Last month I wrote about master data. As promised, here’s a follow up on identifiers. My apologies, by the way, for the delay of post: a combination of vacations and job transition left me short of time in February.
At its most basic, an identifier is a string of characters that label a unique instance of something within a wider class. The identifier is used across systems and processes to reference the underlying entity which might be something physical - such as an airplane - or less tangible, perhaps a bank account. As ever, Wikipedia has a good primer along with some examples of frequently used identifiers. What makes a good one?
A key quality of identifiers is that they unambiguously reference something. For this to work, the identifier must be unique within the set of things we want to reference. For example. the identifier ‘Dan’ is unique within my family but would be a lousy if used more widely.
From a data perspective, the best identifiers are globally unique, that is a set of characters that we can guarantee will not reference anything else. In computing, the best example of something globally unique is the UUID which is algorithmically guaranteed to never repeat.
Somewhere between ‘Dan’ and a UUID is the VIN which uniquely identifies a particular car but is not designed to reference anything else.
There is a natural tension here: to guarantee uniqueness we need to embrace longer identifiers which are less comfortable and relatable for humans. The UUID exists at one end of this continuum, my name, the other.
Identifier schemes must balance these conflicting demands. The right answer depends much on how frequently the human will be in the loop. A UPC is a lot to type accurately and quickly, but the bar code makes that need rare.

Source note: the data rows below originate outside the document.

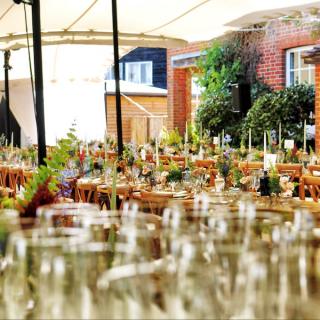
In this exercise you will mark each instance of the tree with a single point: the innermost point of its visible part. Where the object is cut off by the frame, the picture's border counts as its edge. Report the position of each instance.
(290, 106)
(233, 60)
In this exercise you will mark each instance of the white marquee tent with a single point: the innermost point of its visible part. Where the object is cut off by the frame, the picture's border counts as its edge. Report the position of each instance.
(165, 23)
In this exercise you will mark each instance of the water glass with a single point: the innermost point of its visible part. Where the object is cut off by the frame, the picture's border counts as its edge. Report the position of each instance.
(65, 214)
(44, 277)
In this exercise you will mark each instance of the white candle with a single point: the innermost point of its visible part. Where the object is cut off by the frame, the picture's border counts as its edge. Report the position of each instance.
(222, 139)
(11, 141)
(305, 136)
(186, 133)
(264, 150)
(143, 155)
(280, 135)
(157, 153)
(105, 145)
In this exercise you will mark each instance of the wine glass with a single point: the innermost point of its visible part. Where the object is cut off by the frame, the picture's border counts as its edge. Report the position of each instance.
(44, 277)
(135, 174)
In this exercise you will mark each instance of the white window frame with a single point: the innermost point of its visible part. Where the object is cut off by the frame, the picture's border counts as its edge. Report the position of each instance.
(299, 69)
(139, 75)
(110, 72)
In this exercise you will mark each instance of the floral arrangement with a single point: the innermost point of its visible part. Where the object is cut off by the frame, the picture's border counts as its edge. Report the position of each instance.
(242, 152)
(292, 155)
(237, 175)
(287, 187)
(274, 181)
(175, 173)
(225, 163)
(43, 186)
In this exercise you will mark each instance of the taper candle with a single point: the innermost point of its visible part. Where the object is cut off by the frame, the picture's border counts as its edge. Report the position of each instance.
(222, 139)
(264, 151)
(186, 133)
(157, 153)
(305, 136)
(12, 142)
(280, 135)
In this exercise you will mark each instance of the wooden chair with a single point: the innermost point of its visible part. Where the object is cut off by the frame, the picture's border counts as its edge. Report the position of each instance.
(86, 192)
(27, 175)
(164, 159)
(15, 179)
(105, 194)
(312, 184)
(4, 176)
(209, 165)
(149, 157)
(313, 167)
(205, 163)
(181, 161)
(112, 156)
(245, 166)
(155, 202)
(293, 170)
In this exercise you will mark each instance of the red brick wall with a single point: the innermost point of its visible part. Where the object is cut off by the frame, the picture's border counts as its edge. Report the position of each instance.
(317, 108)
(280, 37)
(179, 88)
(272, 68)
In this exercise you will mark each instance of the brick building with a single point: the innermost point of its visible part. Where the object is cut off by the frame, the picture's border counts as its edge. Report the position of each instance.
(281, 64)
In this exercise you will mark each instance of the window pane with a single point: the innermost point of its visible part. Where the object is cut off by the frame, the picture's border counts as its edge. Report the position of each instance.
(121, 70)
(146, 73)
(143, 73)
(293, 60)
(303, 65)
(312, 76)
(149, 73)
(304, 76)
(294, 77)
(132, 72)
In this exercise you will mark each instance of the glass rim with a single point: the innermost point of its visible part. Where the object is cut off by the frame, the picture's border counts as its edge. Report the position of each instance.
(50, 237)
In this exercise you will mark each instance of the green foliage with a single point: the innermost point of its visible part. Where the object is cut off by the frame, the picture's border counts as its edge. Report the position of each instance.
(224, 164)
(237, 175)
(111, 245)
(274, 181)
(232, 61)
(113, 204)
(290, 106)
(48, 175)
(173, 138)
(175, 173)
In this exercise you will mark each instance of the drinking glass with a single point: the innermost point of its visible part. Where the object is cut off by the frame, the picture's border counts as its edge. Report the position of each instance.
(44, 277)
(135, 173)
(65, 214)
(219, 184)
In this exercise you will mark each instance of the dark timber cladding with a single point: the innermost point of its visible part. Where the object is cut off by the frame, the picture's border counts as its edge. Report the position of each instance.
(117, 76)
(312, 56)
(38, 79)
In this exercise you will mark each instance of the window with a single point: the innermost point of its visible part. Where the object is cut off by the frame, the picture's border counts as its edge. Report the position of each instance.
(296, 69)
(139, 72)
(110, 72)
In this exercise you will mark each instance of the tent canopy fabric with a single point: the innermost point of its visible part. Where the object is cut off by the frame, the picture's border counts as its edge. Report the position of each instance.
(276, 13)
(165, 23)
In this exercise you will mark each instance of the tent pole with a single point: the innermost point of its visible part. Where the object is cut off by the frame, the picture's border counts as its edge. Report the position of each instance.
(7, 67)
(117, 76)
(106, 104)
(38, 78)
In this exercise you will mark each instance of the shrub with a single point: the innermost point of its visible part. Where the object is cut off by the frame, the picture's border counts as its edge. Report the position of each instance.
(291, 106)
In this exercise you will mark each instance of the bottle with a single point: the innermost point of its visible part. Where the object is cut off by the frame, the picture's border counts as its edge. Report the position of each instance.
(264, 184)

The best identifiers only ever refer to one thing. They are immutable over time. Putting aside concerns about the Ship of Theseus, in this sense a VIN is good. Over all time, it only ever refers to one specific vehicle. By contrast, the license plate on the car is lousy: it can be reallocated, bought and sold. To uniquely identify a vehicle by license plate we must include the date. By VIN we need no other data.
Thought of this way, a webpage URL is lousy. While it uniquely identifies something on the internet, over time the thing it ‘points’ at can change markedly1 - as any domain squatter will tell you.
Contextual and/or Dereferenceable
1957? If I give you just that number, I could be talking about any number of things. The year, an airplane (either a Boeing 737 or Airbus A320), a movie, a house number… Without context 1957 means nothing. By contrast, 612-555-1957 is just another number, but the formatting gives us context that it is a US phone number. Context can be provided multiple ways:
- formatting convention (such as Social Security Numbers and dates (although consider the ambiguity of US vs EU formatting))
- labelling (for example the column header in a CSV lets us know that all values in that column are of a certain identifier scheme)
- heirarchy (the first section of the Dewey Decimal refers to the top level class of the book)
- positional convention (the VIN has characters in some places, numbers in other, a URI such as a URL has a scheme followed by a colon character)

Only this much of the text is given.